They Come Pre-Programmed… So What’s Your Next Move?

The title of this post is an idea that I think about several times a week while I’m teaching and planning.  Maybe you’ve been there.

~ You’re solving proportions and a kiddo with stars in her eyes exclaims, “The BUTTERFLY METHOD!”

~ You’re isolating a variable while solving equations, and when you ask what’s next, a student offers, “Well, those cancel out, so you have x = -3…”

~ You’re solving inequalities in one variable, and as you graph the solutions on a number line, an excited student exclaims, “I know a shortcut!  The way the symbol is pointing tells you which way to point the arrow when you graph it!”

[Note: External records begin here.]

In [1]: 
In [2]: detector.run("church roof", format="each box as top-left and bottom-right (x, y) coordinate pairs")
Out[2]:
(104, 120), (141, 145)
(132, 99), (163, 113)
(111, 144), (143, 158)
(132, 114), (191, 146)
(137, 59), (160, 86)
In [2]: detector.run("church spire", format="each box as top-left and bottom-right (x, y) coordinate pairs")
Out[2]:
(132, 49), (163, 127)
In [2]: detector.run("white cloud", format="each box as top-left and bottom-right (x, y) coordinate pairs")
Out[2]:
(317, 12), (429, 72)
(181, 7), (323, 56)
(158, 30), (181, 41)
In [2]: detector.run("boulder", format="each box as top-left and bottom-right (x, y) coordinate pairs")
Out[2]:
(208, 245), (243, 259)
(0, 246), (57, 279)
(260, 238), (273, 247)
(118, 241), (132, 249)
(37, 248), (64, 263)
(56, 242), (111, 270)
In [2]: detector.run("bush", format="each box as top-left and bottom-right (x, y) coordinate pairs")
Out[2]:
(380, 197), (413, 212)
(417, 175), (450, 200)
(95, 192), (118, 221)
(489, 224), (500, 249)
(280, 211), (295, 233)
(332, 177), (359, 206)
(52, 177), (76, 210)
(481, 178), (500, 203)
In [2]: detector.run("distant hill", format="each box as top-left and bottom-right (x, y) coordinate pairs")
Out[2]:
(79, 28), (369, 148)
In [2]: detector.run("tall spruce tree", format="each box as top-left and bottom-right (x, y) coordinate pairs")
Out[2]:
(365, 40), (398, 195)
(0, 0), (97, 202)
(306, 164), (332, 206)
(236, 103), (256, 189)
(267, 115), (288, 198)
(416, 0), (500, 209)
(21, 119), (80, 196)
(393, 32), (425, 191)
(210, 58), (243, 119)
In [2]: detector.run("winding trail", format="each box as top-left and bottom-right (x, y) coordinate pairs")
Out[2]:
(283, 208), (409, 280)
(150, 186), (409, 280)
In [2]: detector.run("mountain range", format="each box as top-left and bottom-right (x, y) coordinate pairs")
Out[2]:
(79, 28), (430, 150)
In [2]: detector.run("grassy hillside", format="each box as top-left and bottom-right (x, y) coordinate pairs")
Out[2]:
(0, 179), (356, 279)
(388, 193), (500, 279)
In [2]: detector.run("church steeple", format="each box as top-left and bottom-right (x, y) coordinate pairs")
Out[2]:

Some of these “a-ha” moments might happen as we’re teaching (the inequality idea above, for example).  I have no data to back this up, but my guess is that more often than not, these ideas have been explicitly taught to students by well-intentioned teachers and tutors.  Yet, when students are asked to think differently… well… a recent tweet from Jonathan Osters comes to mind…

When these moments inevitably happen in your classroom, literally, what is your next move?  What’s the expression on your face looking like?  What are the words that you say?  What’s next?

I have handled these moments across the gamut – with grace, all the way down to (sporting my best pouty face), “I never use the word cancel… except when I tell students that I never use the word cancel.”

How do we respect those who are trying to help students by teaching them “tricks”, yet steer things toward learning mathematics for understanding (especially when students LOVE and ADORE a good trick)?  Simply asking and pursuing, “Why does that work?” can help – some students’ reactions are PRICELESS as I watch them UNDERSTAND the mathematics right before my eyes.  Other students look a bit like Osters’ aforementioned tweet, preferring the “trick” that “works” instead.

I’ve gotten lots of ideas for exploring alternatives that promote understanding from Nix the  Tricks.  If they’re already pre-programmed to “FOIL” I’ve found the conversation about why that acronym is so silly (because it only helps when multiplying two binomials) can bring clarity.

Another approach I’ve tried is to create “proactive problems” and ask strategic questions as we work them.  I see huge potential in creating some sort of problems-resource as a community that might help us be more proactive in the moments before a student is just about to utter the “trick”.

~ Instead of cross-products right out of the gate, ask students, “How can we isolate the variable in this equation?”  (What? Proportions are equations?!? I can multiply both sides of the equation by 40 first?  I can DO that?)

~ Instead of saying “cancel” during instruction, verbally describe what’s happening every time using visuals and concepts of identities.  Reinforce this language as students begin to use it when they explain their thinking.

What are your favorite ways of handling “tricky” instructional moments of opportunity?

And, I’d be naive to think there aren’t things that *I* am explicitly teaching my students, with the best of intentions, that might drive my students’ future math teachers nuts.

What topics and methods am *I* teaching right now that will make my students’ future math teachers roll their eyes?

What sort of “proactive problems” handed down from my students’ future math teachers could also help ME know why I might consider changing the way I present certain topics now?

How can we get better at this?

Follow-up: Check out Dan Meyer’s living document of ideas from folks all over to help create “Mathematical Headaches”

Might we create a similar resource along the lines of… “Rethinking Tricks with Proactive Problems” Directory?  or “Instructional Language to Overcome Tricks” Directory?